Many bodybuilders and power lifters consider squatting to be the 'king' of all exercises. No other move engages quite the same amount of muscle or is quite so functional. If you aren't squatting, then yo u won't be producing the maximum anabolic response from your training and you won't grow as much as you could be – it's as simple as that.
Meanwhile, for women who are more interested in getting a model-like body, squats are still the king. Women who squat have the best posteriors in the world and there is no shortage of memes across the web to prove this fact.
So matter what your strength and physique goals, squatting is number one.
But despite this fact, a lot of people still aren't doing it. Why? Because they're afraid. If you find yourself in the same boat – afraid of getting it wrong and looking silly, or possibly afraid of injuring yourself – then read on and see how you can go about conquering that fear.
Start With Kettlebells
If you find the idea of walking up to the squat rack intimidating, then a kettlebell should be much less intimidating. What's more, you can train with a kettlebell from the comfort of your own home so you don't need to attempt your first rep with an audience.
There are two exercises you can do with a kettlebell that will help you build up to a squat. The first is the kettlebell swing, which involves swinging a kettlebell between your legs with both hands. This involves squatting and is similar to a squat in terms of the motion you make with your legs.
The next is a goblet squat. Here you hold the kettlebell against your chest and then squat. It's much easier to feel stable doing this and much easier to put the kettlebell down.
Even if you never build up to squatting in a rack, these two moves alone should be sufficient for building a strong posterior chain, toning your buttocks and producing an anabolic response.
Take it Slow
When you do step into the gym to squat, a good place to start is on the Smith Machine. This is a machine that guides you through the movement and that will catch the bar if you drop it. It's not as good at building functional strength as a regular squat though, so you need to graduate eventually.
Another option is to perform squats but with a very light weight – even just the bar. This way you can get your technique right first and then slowly build up by adding more weight.
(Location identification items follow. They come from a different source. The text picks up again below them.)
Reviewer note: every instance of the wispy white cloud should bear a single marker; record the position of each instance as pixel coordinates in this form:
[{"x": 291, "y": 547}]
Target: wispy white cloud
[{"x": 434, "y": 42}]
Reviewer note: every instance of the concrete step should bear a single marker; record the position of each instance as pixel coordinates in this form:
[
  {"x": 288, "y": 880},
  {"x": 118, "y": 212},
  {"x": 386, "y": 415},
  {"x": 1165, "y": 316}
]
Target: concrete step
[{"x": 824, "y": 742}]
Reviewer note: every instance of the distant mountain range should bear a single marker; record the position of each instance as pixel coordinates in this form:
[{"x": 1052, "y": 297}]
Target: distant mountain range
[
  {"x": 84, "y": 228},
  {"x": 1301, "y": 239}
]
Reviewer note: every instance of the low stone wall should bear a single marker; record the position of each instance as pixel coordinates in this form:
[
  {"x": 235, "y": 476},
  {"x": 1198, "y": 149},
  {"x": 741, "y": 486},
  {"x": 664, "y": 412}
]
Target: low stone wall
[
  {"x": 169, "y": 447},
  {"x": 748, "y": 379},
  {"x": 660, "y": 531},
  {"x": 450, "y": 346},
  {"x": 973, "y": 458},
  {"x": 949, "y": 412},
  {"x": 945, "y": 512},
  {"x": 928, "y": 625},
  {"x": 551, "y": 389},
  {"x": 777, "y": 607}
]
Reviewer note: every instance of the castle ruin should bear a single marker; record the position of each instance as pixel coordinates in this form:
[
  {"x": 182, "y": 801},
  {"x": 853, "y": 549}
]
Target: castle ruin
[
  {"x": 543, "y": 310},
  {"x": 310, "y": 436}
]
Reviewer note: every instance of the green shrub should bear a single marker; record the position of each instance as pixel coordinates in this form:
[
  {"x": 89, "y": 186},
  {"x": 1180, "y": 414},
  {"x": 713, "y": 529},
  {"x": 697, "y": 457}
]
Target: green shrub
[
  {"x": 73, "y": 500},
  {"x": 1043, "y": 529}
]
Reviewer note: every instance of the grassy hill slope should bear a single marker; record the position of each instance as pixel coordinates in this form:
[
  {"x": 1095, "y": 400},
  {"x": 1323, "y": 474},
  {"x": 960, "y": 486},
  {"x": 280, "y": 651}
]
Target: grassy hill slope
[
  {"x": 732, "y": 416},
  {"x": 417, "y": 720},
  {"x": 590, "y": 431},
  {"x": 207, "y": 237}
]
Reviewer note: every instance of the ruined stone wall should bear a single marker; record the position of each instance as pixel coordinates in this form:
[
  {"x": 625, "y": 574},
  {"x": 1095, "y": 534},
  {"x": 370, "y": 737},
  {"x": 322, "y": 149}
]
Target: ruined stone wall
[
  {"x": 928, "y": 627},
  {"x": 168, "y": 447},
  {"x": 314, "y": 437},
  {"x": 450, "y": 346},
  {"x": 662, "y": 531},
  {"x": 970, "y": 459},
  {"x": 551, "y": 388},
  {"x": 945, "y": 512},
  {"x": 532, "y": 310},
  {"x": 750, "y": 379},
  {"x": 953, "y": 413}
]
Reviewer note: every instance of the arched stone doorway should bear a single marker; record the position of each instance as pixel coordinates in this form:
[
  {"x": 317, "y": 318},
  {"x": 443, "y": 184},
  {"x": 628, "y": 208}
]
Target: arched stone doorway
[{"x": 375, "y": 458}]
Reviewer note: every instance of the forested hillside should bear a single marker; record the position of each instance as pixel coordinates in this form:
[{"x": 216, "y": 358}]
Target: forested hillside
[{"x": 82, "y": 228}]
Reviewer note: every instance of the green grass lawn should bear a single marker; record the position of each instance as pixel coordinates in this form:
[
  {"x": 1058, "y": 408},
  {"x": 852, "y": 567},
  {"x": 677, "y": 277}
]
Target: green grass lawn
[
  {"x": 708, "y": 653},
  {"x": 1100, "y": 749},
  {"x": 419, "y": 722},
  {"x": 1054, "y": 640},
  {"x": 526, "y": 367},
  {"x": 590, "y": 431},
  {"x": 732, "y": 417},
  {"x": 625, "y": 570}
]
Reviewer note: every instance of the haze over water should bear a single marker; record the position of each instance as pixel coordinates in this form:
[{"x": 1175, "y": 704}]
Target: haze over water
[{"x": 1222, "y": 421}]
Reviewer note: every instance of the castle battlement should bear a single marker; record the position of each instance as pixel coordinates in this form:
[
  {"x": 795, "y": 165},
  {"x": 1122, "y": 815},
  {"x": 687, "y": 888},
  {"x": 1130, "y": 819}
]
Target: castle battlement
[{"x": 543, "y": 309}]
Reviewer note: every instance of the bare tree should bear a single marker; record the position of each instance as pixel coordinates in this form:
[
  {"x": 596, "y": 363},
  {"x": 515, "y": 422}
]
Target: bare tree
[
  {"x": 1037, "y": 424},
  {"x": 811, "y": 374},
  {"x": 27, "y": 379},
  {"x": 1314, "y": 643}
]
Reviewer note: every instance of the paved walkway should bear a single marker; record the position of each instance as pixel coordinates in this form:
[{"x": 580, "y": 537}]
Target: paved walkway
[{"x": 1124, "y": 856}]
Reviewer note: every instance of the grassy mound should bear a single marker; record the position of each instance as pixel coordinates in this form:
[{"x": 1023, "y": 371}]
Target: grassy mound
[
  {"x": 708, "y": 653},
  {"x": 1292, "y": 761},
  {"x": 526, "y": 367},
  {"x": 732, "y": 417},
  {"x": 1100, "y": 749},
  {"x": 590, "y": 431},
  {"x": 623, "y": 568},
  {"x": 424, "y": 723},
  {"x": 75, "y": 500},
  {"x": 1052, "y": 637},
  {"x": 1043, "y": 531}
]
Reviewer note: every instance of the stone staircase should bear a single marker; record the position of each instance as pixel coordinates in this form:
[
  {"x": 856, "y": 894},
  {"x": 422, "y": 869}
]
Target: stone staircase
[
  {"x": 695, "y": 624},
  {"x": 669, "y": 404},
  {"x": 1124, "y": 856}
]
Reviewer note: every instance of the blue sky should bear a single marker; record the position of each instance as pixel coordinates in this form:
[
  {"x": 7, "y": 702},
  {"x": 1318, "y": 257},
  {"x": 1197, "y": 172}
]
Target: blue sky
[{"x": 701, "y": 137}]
Having a spotter is also a very good idea.
Quick Form Check
While this article isn't about technique, it can help to run through a checklist before you begin. Quickly then:
- Chin up, head forward
- Body square, hips forward
- Feet facing slightly outward,
- Knees facing slightly outward
- Back completely straight
To get the last (and most important) point right, imagine there is a ruler stick down the back of your t-shirt and then try not to 'bend' the stick. Get this right and you can squat safely and start making real gains!